Was there a total loss? The roof of the building, a wooden structure, was wholly destroyed; likewise all of the walls except on one side, and part of the front porch; but these were so badly burned in places that the lumber in them was not worth the labor of rescuing and removing. However, the walls standing were considered so dangerous by the city authorities that they were required to be taken down. The floor remained uninjured, except that a large hole was burned through it in one place. The brick foundation on which the structure stood was unimpaired. Since, under these facts, the identity and specific character of this structure as a building were obliterated, we think the loss was total, although the parts last referred to remained unconsumed.

Implicitly, the Laurenzi decision follows the general rule that a structure will be deemed a total loss when it has lost its identity and specific character as a building. Our courts have specifically refused to impose a “prudent man test” in place of the Laurenzi decision. In the case of Hollingsworth v. Safeco Ins. Companies 782 S.W.2d 477, 478 (Tenn.App.,1988), the trial could had commented that, under a “prudent man” test, the house in question should be declared a total loss because a prudent man would not repair the house for $31,000.00 or $32,000.00 when a comparable new structure could be built for $35,000.00. That is very close to the constructive total loss doctrines that have been adopted in other states. On appeal, however, the Court of Appeals refused to adopt the “prudent man test,” noting:

We are not prepared to make such an adoption. There is a marked difference between the Supreme Court, the highest court in the state, and the Court of Appeals, an intermediate appellate court. It is the duty of the Court of Appeals to apply the law as promulgated by the legislature or as announced by the Supreme Court. This Court is bound by the Supreme Court’s decisions under the doctrine of stare decisis and in no way is it the function of this court to intentionally reverse the holding of the Supreme Court.
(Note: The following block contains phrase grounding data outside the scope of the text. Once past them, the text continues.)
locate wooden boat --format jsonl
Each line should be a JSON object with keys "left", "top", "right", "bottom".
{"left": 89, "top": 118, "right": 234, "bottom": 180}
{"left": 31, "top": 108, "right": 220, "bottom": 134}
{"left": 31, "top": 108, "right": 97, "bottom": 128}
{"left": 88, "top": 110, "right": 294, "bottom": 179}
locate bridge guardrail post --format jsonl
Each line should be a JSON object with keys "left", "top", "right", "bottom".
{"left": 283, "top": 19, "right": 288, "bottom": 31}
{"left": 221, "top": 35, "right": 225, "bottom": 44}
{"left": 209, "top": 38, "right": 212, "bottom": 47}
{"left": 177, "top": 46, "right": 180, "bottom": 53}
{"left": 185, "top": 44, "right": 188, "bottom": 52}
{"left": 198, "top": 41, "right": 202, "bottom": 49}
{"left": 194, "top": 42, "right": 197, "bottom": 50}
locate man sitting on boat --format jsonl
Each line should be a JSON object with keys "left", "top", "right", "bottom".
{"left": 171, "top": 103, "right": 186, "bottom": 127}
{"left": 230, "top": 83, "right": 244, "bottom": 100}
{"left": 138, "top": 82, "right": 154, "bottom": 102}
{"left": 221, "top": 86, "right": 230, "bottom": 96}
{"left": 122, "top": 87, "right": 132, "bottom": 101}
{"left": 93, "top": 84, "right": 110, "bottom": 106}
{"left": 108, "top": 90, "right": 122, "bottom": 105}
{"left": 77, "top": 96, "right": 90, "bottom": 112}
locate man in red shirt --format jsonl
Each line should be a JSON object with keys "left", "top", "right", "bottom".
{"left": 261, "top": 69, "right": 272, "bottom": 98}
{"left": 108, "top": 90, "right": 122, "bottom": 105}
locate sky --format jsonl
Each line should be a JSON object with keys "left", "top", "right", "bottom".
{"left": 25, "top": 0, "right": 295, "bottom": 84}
Although the Supreme Court may wish to adopt the prudent man test for making a determination as involved in this case, we feel constrained to follow the test established in Laurenzi.

Hollingsworth, 782 S.W.2d at 479 -480.

But, what about those counties or cities in Tennessee where code requirements provide that a home should be razed and requires rebuilding if the cost to repair exceeds 70% of the value of the home. There are no Tennessee cases which have held that the local code requirements (be it 50% or 70%) are applicable and trump the insurance policy, but that has occurred in other jurisdictions. However, if the Courts will not apply a “prudent man test,” they should not impose any requirement other than the criteria originally noted by Laurenzi – has the building lost its specific identity and character? If not, there should be no total loss.